Alina began fishing around inside her jacket. “You have to swear to me that you’ll never tell anyone I showed you this.”
I swore. Alina pulled her hand out from her coat. Her dainty fingers clutched an envelope like it was a particularly delicate piece of glass. She handed me Rob’s suicide note. Opening the envelope and unfolding the pages felt like a profound invasion of privacy. But who could resist reading it when it was handed to you? What were Rob Kennan’s last words to the girl he’d been obsessed with for years? The girl many of his peers believed was the reason he killed himself?
Thirteen years have passed, leaving me with little more than an impression of what the note said, but even if I remembered it exactly, I think this would still be where I’d draw the line. What I will say is that it was very earnest. Rob had been depressed for a long time. He felt horrible about leaving his family and friends to deal with the aftermath of his suicide, but he also felt isolated in a very profound way and, more than anything, just wanted it to stop.
I also don’t mind sharing that he was very effusive in his praises for Alina, but I got the distinct impression he didn’t know her as well as he thought. He wrote about her in these florid terms full of superlatives— twice he said he didn’t think he could live without her— but ultimately, nothing he said was very specific. Everyone thinks the first love of their life is the most special, most attractive person in the world and that no one could ever appreciate them as deeply as they do.
I felt for him. I really did. But reading it, I didn’t feel as though I’d gotten to know him any better. Not really.
As I finished reading, I looked up and met Alina’s gaze. She was looking at me expectantly but I wasn’t making the connection. “What does this have to do with ghost stories?” I asked.
Alina pointed to the bottom of one of the paragraphs expounding on why Rob wanted to take his own life. It read, “And every hour, I see her face, as she runs the endless race.” Her face.
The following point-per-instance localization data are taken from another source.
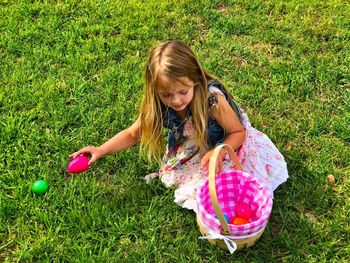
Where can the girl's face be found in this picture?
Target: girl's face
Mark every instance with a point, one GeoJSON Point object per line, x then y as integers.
{"type": "Point", "coordinates": [177, 94]}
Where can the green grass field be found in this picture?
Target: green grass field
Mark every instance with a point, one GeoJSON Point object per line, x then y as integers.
{"type": "Point", "coordinates": [71, 75]}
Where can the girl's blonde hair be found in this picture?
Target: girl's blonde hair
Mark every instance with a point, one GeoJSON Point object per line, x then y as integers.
{"type": "Point", "coordinates": [172, 60]}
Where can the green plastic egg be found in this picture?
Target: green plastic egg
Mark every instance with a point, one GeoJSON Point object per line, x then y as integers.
{"type": "Point", "coordinates": [40, 187]}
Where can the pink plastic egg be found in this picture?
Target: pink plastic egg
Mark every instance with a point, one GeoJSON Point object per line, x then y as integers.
{"type": "Point", "coordinates": [78, 165]}
{"type": "Point", "coordinates": [243, 210]}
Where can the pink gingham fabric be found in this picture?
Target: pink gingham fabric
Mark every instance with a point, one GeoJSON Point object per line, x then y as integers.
{"type": "Point", "coordinates": [233, 187]}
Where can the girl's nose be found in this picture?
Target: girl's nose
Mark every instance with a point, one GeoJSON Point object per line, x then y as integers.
{"type": "Point", "coordinates": [176, 100]}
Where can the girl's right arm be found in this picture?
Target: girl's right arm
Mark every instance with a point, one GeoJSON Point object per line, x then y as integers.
{"type": "Point", "coordinates": [120, 141]}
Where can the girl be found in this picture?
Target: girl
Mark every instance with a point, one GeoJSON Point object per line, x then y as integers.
{"type": "Point", "coordinates": [199, 113]}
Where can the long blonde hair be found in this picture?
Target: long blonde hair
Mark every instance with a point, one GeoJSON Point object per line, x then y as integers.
{"type": "Point", "coordinates": [172, 59]}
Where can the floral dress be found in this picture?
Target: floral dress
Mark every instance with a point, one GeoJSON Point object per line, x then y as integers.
{"type": "Point", "coordinates": [181, 165]}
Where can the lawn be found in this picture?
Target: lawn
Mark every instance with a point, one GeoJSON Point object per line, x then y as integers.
{"type": "Point", "coordinates": [71, 75]}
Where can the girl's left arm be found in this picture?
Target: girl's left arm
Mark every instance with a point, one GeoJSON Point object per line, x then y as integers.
{"type": "Point", "coordinates": [229, 121]}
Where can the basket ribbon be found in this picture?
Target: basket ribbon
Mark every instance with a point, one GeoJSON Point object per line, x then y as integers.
{"type": "Point", "coordinates": [229, 241]}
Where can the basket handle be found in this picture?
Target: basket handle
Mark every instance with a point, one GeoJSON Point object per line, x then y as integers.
{"type": "Point", "coordinates": [212, 185]}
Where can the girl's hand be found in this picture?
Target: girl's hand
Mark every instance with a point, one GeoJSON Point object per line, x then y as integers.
{"type": "Point", "coordinates": [205, 160]}
{"type": "Point", "coordinates": [94, 152]}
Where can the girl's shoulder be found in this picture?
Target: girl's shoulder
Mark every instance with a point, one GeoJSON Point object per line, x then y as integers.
{"type": "Point", "coordinates": [215, 88]}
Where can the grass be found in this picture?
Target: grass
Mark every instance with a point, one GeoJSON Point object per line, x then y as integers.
{"type": "Point", "coordinates": [72, 74]}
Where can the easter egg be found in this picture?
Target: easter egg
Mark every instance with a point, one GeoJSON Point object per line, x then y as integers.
{"type": "Point", "coordinates": [40, 187]}
{"type": "Point", "coordinates": [243, 210]}
{"type": "Point", "coordinates": [78, 165]}
{"type": "Point", "coordinates": [239, 221]}
{"type": "Point", "coordinates": [227, 219]}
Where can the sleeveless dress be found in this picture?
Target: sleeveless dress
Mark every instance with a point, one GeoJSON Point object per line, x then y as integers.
{"type": "Point", "coordinates": [181, 164]}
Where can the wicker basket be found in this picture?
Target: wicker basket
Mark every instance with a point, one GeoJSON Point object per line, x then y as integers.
{"type": "Point", "coordinates": [230, 233]}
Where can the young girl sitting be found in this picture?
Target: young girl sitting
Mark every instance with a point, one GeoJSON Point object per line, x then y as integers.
{"type": "Point", "coordinates": [199, 113]}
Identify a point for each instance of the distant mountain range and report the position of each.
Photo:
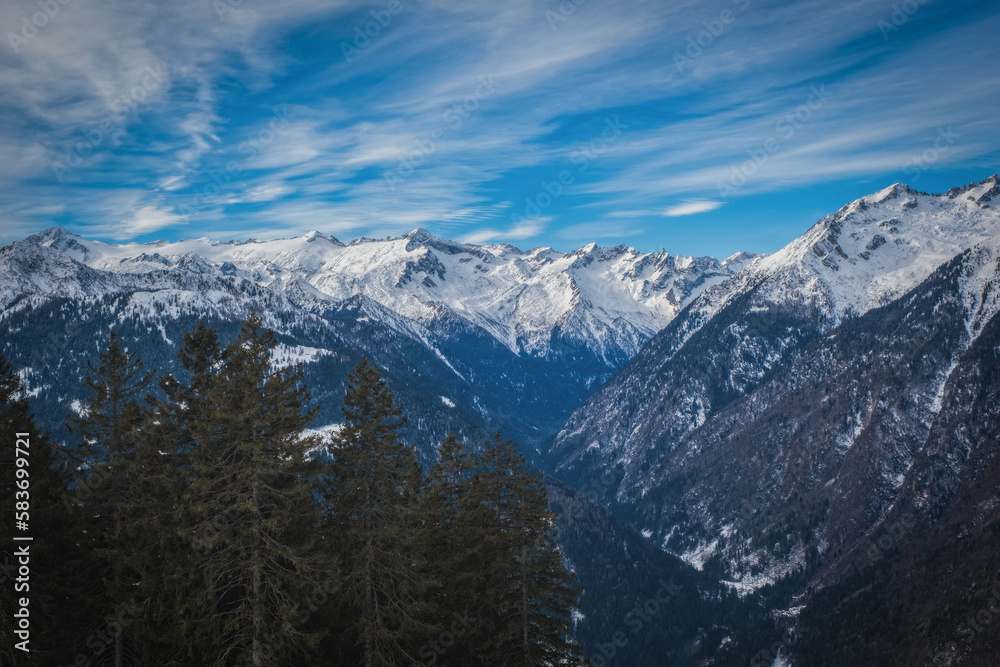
(770, 418)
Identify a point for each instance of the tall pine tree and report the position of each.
(529, 590)
(375, 480)
(251, 496)
(452, 553)
(109, 426)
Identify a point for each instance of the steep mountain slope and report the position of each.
(841, 440)
(473, 336)
(739, 334)
(608, 299)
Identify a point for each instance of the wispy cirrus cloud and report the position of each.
(194, 148)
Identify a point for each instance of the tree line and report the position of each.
(192, 523)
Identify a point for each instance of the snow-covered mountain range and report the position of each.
(481, 334)
(767, 418)
(609, 299)
(780, 418)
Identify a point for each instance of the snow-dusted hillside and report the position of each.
(811, 381)
(869, 252)
(610, 300)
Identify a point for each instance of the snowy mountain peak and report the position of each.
(981, 193)
(609, 299)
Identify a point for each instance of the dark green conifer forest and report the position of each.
(190, 522)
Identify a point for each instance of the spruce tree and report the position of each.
(109, 426)
(375, 480)
(452, 555)
(529, 590)
(172, 579)
(251, 497)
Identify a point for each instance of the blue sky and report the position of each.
(698, 127)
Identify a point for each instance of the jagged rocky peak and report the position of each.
(317, 236)
(981, 193)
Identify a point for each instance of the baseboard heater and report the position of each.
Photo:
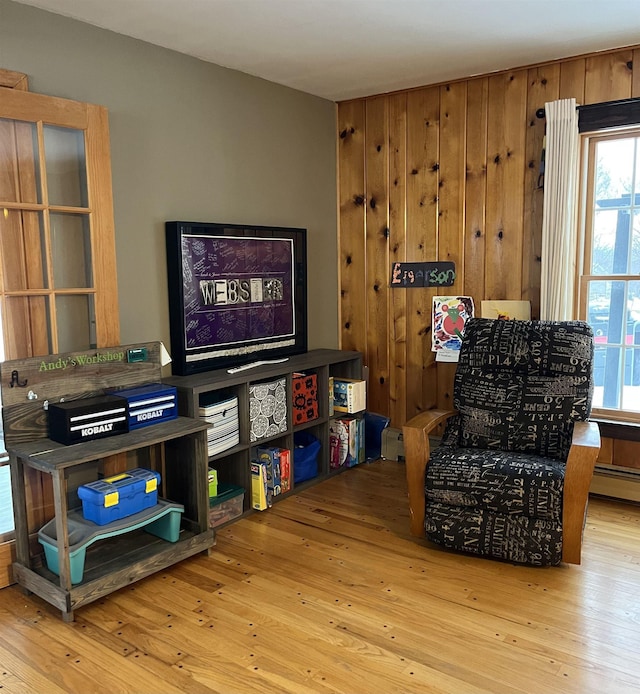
(616, 482)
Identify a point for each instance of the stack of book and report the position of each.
(224, 430)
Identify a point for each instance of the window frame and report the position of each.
(589, 141)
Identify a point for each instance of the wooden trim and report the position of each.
(103, 250)
(27, 106)
(14, 80)
(7, 557)
(610, 114)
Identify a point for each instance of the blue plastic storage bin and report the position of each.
(374, 425)
(305, 456)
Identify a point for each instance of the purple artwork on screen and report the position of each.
(238, 292)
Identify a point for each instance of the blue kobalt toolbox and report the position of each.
(149, 404)
(119, 496)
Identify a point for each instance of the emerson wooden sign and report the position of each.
(432, 274)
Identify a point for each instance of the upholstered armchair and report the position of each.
(510, 477)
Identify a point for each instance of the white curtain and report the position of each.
(560, 209)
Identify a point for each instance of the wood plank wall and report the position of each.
(447, 172)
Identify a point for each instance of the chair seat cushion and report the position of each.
(508, 483)
(517, 539)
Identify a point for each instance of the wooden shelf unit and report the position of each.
(233, 465)
(45, 474)
(118, 562)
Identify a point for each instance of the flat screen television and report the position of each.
(237, 294)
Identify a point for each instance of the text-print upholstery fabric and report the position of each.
(494, 485)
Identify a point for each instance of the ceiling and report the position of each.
(342, 49)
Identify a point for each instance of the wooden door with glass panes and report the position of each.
(58, 290)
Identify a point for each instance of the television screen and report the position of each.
(237, 294)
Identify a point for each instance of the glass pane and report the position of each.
(605, 240)
(631, 386)
(614, 171)
(30, 334)
(607, 310)
(19, 165)
(6, 502)
(76, 322)
(635, 244)
(70, 251)
(607, 369)
(23, 250)
(66, 166)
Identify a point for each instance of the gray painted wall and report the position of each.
(190, 141)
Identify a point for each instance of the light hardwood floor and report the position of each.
(327, 592)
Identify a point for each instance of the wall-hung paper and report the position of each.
(450, 314)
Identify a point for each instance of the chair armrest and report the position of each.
(581, 462)
(415, 434)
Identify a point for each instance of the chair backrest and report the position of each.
(521, 385)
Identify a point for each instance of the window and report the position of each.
(609, 286)
(58, 289)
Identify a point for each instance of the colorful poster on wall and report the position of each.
(450, 314)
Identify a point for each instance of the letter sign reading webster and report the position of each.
(232, 292)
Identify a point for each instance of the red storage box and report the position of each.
(305, 397)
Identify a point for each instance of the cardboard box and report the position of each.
(271, 456)
(285, 469)
(259, 495)
(88, 419)
(349, 395)
(213, 482)
(331, 396)
(304, 396)
(338, 444)
(348, 441)
(112, 498)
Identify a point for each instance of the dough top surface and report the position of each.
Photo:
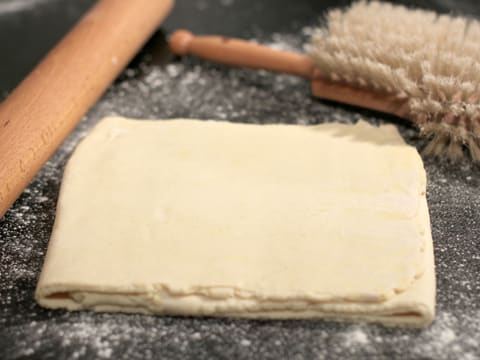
(279, 212)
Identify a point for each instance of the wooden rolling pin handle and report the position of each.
(46, 106)
(241, 53)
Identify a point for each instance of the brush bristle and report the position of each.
(432, 61)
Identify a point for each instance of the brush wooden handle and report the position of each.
(247, 54)
(46, 106)
(241, 53)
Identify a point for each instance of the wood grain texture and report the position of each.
(243, 53)
(46, 106)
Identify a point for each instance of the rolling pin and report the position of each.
(39, 114)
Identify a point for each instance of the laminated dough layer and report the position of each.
(198, 217)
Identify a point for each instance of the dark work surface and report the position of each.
(193, 88)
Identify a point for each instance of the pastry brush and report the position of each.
(414, 64)
(40, 113)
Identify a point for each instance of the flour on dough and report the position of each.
(262, 221)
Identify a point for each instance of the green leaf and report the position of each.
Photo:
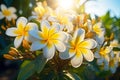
(28, 68)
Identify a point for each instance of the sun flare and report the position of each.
(66, 4)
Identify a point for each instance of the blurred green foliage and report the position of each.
(88, 71)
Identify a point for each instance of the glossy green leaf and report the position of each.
(28, 68)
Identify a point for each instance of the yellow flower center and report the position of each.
(40, 11)
(21, 30)
(62, 20)
(97, 30)
(103, 51)
(49, 36)
(111, 63)
(6, 12)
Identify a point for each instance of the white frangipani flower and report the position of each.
(79, 47)
(21, 32)
(50, 38)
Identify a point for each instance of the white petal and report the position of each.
(88, 54)
(56, 26)
(21, 20)
(62, 36)
(35, 34)
(77, 61)
(45, 23)
(49, 52)
(60, 46)
(18, 41)
(97, 55)
(67, 54)
(3, 7)
(9, 18)
(10, 32)
(79, 35)
(100, 61)
(113, 69)
(89, 44)
(106, 67)
(1, 15)
(14, 16)
(12, 9)
(37, 45)
(107, 59)
(69, 27)
(100, 39)
(32, 39)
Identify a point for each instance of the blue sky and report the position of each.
(100, 7)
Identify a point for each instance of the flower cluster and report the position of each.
(74, 36)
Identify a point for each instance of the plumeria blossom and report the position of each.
(114, 43)
(64, 18)
(113, 64)
(42, 11)
(103, 55)
(50, 38)
(8, 13)
(21, 31)
(100, 32)
(79, 47)
(117, 55)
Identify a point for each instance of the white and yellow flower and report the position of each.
(100, 32)
(64, 18)
(114, 43)
(78, 47)
(42, 11)
(21, 32)
(8, 13)
(49, 39)
(113, 64)
(103, 55)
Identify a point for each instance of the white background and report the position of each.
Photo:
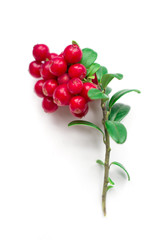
(50, 184)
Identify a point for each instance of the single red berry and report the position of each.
(75, 86)
(40, 52)
(38, 88)
(61, 95)
(64, 78)
(49, 87)
(72, 53)
(58, 66)
(78, 104)
(77, 70)
(45, 72)
(48, 105)
(86, 87)
(34, 69)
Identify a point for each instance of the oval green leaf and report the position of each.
(117, 131)
(118, 112)
(119, 94)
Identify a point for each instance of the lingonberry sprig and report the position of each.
(73, 78)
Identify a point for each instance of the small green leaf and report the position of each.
(108, 77)
(93, 69)
(95, 93)
(121, 166)
(117, 131)
(86, 123)
(102, 70)
(100, 162)
(119, 94)
(110, 181)
(118, 112)
(89, 57)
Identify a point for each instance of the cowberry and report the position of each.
(86, 87)
(72, 54)
(75, 86)
(77, 70)
(48, 105)
(34, 69)
(77, 104)
(38, 88)
(61, 95)
(40, 52)
(49, 87)
(58, 66)
(64, 78)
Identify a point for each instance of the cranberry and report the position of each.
(77, 70)
(45, 72)
(78, 104)
(86, 87)
(75, 85)
(34, 69)
(48, 105)
(58, 66)
(38, 88)
(49, 87)
(40, 52)
(64, 78)
(61, 95)
(72, 54)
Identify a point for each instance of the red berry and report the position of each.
(61, 95)
(48, 105)
(75, 85)
(38, 88)
(77, 70)
(58, 66)
(34, 69)
(45, 72)
(49, 87)
(77, 104)
(72, 54)
(40, 52)
(86, 87)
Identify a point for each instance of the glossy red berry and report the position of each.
(72, 54)
(49, 87)
(75, 86)
(38, 88)
(64, 78)
(48, 105)
(78, 104)
(77, 70)
(34, 69)
(58, 66)
(45, 71)
(61, 95)
(40, 52)
(86, 87)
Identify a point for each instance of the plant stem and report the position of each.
(107, 157)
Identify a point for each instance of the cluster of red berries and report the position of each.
(62, 79)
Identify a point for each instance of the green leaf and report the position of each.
(86, 123)
(110, 181)
(95, 93)
(93, 69)
(117, 131)
(102, 70)
(118, 112)
(121, 166)
(100, 162)
(108, 77)
(89, 57)
(119, 94)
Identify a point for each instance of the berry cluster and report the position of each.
(62, 79)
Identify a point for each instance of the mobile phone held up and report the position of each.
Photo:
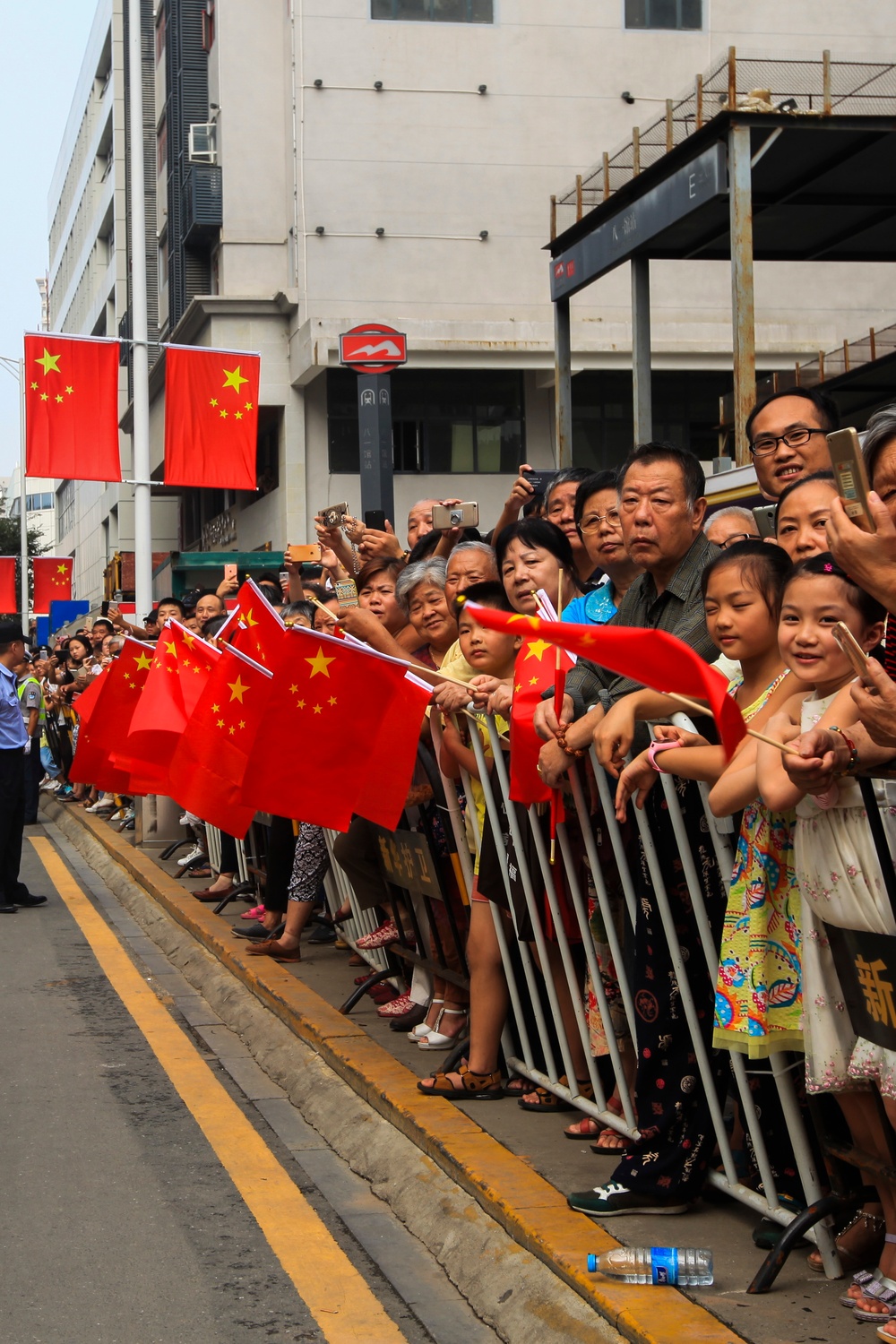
(455, 515)
(852, 478)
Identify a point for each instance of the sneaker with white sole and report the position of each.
(196, 852)
(614, 1201)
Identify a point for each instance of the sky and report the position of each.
(45, 42)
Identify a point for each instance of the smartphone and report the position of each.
(304, 554)
(454, 515)
(764, 515)
(333, 515)
(540, 481)
(850, 647)
(852, 478)
(346, 594)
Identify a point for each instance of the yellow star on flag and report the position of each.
(50, 363)
(234, 379)
(237, 690)
(536, 650)
(320, 663)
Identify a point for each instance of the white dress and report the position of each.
(839, 876)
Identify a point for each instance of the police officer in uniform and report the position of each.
(13, 773)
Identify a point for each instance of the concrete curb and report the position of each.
(524, 1204)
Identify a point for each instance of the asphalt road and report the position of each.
(118, 1222)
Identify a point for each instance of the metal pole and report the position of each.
(641, 349)
(563, 381)
(23, 519)
(140, 435)
(742, 284)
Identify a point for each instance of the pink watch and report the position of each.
(654, 749)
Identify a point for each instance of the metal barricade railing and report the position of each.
(543, 989)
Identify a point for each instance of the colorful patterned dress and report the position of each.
(759, 983)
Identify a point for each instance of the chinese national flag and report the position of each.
(72, 408)
(651, 658)
(333, 738)
(177, 679)
(51, 581)
(105, 726)
(8, 599)
(207, 768)
(211, 417)
(535, 671)
(253, 626)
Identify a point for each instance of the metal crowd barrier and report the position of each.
(540, 991)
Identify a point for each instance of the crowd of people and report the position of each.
(632, 547)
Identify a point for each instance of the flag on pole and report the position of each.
(177, 676)
(207, 769)
(51, 581)
(253, 626)
(336, 718)
(72, 408)
(108, 717)
(653, 658)
(211, 417)
(8, 599)
(533, 674)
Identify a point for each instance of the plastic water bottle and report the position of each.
(654, 1265)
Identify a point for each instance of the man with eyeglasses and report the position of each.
(786, 435)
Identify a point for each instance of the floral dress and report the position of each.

I had assumed he was talking about Alina and her years of running track and cross country, but if that was the case, why would he write “her” and not “your” in a letter that was to Alina?
A shiver ran up my spine. It wasn’t the cold. It was more like someone had walked over my grave. “The endless race,” I said.
“Yes!” For a split second, Alina was her former self again. “God, I was starting to think I’d imagined it. Tell me you remember where it’s from.”
I mumbled the line, “And every hour, I see her face, as she runs the endless race,” a couple of times under my breath. I knew that I had heard it before, but where? I was positive it was a ghost story, but I’d read literally hundreds, if not thousands, of them, and they had a tendency to bleed together.
“No.”
“Shit!” Alina banged her fist hard against the railing of the deck. “But it’s a ghost story, right?”
“Yeah. I know I know it, I just can’t...” I trailed off, racking my brain.
Alina started drifting back towards Drew’s house. “If you think of it—”
I cut her off, “Absolutely.” So much for slightly disinterested.
As she reached the door, she turned and looked at me. She stared at me for a long time. Longer than any pause in a conversation should be. “I think he mentioned it in the one he wrote to Nate Fletcher, too.”
I stared back at Alina. “Fletch’s letter?”
“Yeah. Could you find out?”
That was a line I didn’t think I could cross. “Yeah.”